Wie belastend ist die neue Wohnsituation?
Es ist sicher eine wirklich herausfordernde Phase. Sie lässt uns auch die Wohnsituation überdenken. Wenn man als Familie plötzlich so viel Zeit miteinander verbringt, hat man etwa kaum mehr Rückzugsorte.
Wie wichtig ist ein Rückzugsort?
Man weiß aus der Psychologie, dass es notwendig ist, Bereiche zu haben, wo man sich entfaltet, nachdenkt oder in Ruhe das tut, was man einfach gerne tut. Auch Kinder brauchen das, um ihre Persönlichkeit zu entwickeln. In dieser Zeit, wo man viel aufeinander lebt, werden solche Orte noch wichtiger.
Aber nicht jeder kann in ein Haus mit Garten oder eine große Wohnung umziehen. Was tun?
Es ist natürlich schwierig, sich auf kleinem Raum Kojen zu bauen. Hilfreich sind aber oft bereits Raumteiler, oder Möbel, die Bereiche schaffen. Oder man kann etwa das Kinderzimmer mit Klebeband aufteilen: So schafft man innerhalb eines Zimmers zuordenbare Bereiche.
Hilft gute Einrichtung?
Ja. Sie kann ganz viel zu unserem Wohlbefinden beitragen. Ein gemütliches Zuhause, angenehme Farben, wie unsere Einrichtungsgegenstände miteinander kommunizieren – all das hilft. Oft spürt man diese Dinge unbewusst, aber Räume prägen die Psyche des Menschen.
Wie?
Wie man sich in einem Raum wohlfühlt, wie man sich darin bewegt – das macht etwas mit mir. Auch bei kleinen Räumen lohnt es sich, zu investieren und sich Gedanken zu machen, wie man sie gestalten kann. Es hilft, ein Gespräch zu suchen. Denn auch für kleinere Budgets gibt es Lösungen.
Gibt es auch Lerneffekte?
Man lernt vielleicht wieder, aufeinander Rücksicht zu nehmen. Denn wenn eine mehrköpfige Familie sich kleinen Raum teilt, dann muss man das einfach.

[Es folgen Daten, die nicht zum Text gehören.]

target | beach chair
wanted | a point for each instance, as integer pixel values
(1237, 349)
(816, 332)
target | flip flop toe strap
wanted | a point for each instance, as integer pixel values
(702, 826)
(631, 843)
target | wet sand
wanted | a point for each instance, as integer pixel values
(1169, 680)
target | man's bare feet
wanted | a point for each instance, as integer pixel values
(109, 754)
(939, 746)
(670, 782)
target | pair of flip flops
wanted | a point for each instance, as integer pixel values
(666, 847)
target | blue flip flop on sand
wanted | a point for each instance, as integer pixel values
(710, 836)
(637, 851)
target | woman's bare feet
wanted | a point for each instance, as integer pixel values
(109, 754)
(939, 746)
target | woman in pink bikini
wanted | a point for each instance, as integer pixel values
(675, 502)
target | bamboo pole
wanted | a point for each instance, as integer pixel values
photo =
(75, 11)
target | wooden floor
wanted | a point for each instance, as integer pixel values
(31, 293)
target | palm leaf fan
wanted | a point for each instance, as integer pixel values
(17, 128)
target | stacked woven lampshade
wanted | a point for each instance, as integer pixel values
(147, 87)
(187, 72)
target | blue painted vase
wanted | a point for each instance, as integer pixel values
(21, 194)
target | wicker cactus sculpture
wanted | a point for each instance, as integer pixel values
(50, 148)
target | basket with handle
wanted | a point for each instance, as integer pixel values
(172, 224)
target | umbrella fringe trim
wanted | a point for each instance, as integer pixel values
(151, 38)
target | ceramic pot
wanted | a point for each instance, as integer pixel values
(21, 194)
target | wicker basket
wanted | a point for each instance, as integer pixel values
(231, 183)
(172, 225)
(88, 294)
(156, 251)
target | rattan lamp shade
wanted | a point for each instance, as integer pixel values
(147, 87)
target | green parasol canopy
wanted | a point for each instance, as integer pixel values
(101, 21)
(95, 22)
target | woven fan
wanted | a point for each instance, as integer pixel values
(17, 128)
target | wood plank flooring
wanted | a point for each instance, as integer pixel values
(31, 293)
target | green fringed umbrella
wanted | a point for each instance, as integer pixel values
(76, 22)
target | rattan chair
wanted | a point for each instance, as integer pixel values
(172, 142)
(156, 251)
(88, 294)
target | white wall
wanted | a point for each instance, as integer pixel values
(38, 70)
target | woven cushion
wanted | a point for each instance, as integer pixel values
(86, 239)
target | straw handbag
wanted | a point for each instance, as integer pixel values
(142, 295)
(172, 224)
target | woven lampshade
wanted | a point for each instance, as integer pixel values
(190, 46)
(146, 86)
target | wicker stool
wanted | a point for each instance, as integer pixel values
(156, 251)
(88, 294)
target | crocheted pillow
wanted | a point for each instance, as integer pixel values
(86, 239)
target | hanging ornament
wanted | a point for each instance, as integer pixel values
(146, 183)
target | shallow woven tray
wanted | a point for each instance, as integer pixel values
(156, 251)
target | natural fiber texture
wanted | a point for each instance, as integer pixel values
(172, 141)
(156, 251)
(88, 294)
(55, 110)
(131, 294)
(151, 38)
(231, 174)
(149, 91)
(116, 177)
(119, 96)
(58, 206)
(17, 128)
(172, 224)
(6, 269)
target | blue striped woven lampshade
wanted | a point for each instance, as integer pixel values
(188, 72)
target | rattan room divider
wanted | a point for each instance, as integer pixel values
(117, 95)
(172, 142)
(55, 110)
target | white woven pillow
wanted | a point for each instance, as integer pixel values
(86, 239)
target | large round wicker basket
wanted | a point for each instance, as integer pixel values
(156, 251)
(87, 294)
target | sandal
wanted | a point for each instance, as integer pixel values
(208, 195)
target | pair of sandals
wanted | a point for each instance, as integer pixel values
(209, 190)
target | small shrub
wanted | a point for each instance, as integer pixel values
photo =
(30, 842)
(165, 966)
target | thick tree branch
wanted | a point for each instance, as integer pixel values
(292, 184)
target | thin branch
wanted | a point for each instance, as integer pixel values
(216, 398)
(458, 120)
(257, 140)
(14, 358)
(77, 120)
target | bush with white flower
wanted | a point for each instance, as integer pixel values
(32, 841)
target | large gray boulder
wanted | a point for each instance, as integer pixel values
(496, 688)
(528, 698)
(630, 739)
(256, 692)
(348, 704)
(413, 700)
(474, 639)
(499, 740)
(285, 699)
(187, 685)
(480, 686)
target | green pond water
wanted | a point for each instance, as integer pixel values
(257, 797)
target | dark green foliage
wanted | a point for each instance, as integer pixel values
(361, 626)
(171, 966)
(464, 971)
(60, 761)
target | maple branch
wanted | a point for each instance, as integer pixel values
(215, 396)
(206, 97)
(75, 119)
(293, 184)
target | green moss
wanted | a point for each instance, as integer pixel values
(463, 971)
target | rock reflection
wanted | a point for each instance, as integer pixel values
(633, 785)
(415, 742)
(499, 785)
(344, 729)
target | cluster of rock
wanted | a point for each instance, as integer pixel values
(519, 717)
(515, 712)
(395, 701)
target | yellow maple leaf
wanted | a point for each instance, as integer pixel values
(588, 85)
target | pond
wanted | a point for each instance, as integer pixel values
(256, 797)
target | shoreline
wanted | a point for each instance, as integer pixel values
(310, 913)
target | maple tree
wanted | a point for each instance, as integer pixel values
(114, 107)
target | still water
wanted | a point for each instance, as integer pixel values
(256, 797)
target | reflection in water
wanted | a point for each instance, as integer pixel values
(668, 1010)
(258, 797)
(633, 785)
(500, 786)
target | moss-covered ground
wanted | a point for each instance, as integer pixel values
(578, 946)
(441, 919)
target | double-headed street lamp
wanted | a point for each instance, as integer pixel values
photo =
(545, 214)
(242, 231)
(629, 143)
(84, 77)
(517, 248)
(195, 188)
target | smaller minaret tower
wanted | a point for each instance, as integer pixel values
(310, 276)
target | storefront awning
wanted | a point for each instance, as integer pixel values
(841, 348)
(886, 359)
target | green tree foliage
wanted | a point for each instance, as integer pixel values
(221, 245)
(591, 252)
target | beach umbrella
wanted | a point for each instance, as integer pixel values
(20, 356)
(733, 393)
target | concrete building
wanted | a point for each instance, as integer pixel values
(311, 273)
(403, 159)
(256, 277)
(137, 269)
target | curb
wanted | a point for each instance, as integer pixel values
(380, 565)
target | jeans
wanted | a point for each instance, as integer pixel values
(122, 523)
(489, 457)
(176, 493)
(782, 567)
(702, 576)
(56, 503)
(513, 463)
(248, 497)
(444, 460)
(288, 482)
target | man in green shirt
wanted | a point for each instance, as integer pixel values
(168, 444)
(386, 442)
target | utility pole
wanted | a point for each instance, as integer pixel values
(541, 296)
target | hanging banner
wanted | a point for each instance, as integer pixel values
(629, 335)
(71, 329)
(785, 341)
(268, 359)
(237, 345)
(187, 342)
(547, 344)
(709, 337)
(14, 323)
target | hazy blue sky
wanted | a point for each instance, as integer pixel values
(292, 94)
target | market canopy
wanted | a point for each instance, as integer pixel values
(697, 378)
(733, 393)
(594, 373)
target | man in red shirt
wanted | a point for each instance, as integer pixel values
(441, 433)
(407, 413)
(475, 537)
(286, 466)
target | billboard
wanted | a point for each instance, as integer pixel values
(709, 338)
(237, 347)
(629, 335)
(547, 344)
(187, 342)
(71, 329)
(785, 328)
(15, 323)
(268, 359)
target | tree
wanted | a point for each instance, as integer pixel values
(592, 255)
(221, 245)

Freilich sind das große Herausforderungen, auch psychisch.
Eine offene Bauweise galt als modern. Geht jetzt der Bedarf hin zu getrennten kleineren Räumen?
Ja, das ist uns ein bisschen auf den Kopf gefallen. Küchen mit Esstisch wären nun als Kommunikationszentrum gut. Aber noch ist es nicht so weit, dass es tatsächlich Auswirkungen auf den Wohnbau gibt.
Minibüro mit Stil
Früher ein Nice-To-Have, wird heute bei Neu-Planungen ein Homeoffice-Platz quasi immer berücksichtigt. Nicht selten bietet sich das Schlafzimmer als ruhigster Ort der Wohnung an. Wenn möglich, sollte man sein Mini-Büro auch räumlich trennen, etwa mit Raumteilern. Aber auch Vorhang-Wände können helfen: Dicker Stoff oder Filz dämpfen zusätzlich auch Schall. Damit man sich nicht eingesperrt fühlt, sollte die Abtrennung nicht allseitig sein. Weiters wichtig: Gutes Licht und guter Sessel.
Rückzugsorte
Leben passiert im Wechsel von Aktivität und Passivität. Für die Erholung sind Rückzugsbereiche nötig. Diese gilt es jetzt zu schaffen. Raumteiler oder Möbel können Bereiche definieren, gerade bei kleinen Flächen muss man aber flexibel sein und Doppelnutzungen mitdenken.
Stoff statt Lärm
Keinen ruhigen Arbeitsraum zu haben, ist belastend: Ein einfaches Mittel gegen Lärm ist es, möglichst viel Textil einzusetzen: Vorhänge, Teppiche, Stoffbezüge – alles, was den Schall schluckt, hilft. Noch besser wirken freilich Akustikpaneele. Auch hier gibt es optisch schöne Lösungen.
Küche im Fokus
Bereits im ersten Shutdown avancierte die Küche zu den wichtigsten Wohnbereichen. Dabei zeigte sich, dass offene Küche suboptimal sind. Wenn möglich, sollte der Esstisch in der Küche stehen: Diese wird so Koch- und Kommunikationszentrum, das Wohnzimmer bleibt Familienraum
Natur nutzen
Wer Balkon oder Garten hat – sei er auch noch so klein - sollte diese unbedingt als Wohnraum nutzen. Wer nicht einmal aus dem Fenster auf Grünes blickt, kann sich mit hinterleuchteten Bildern samt Naturmotiv behelfen: Diese müssen groß genug sein – etwa wie ein reales Fenster – weil nur so Tiefenwirkung und Weite entsteht.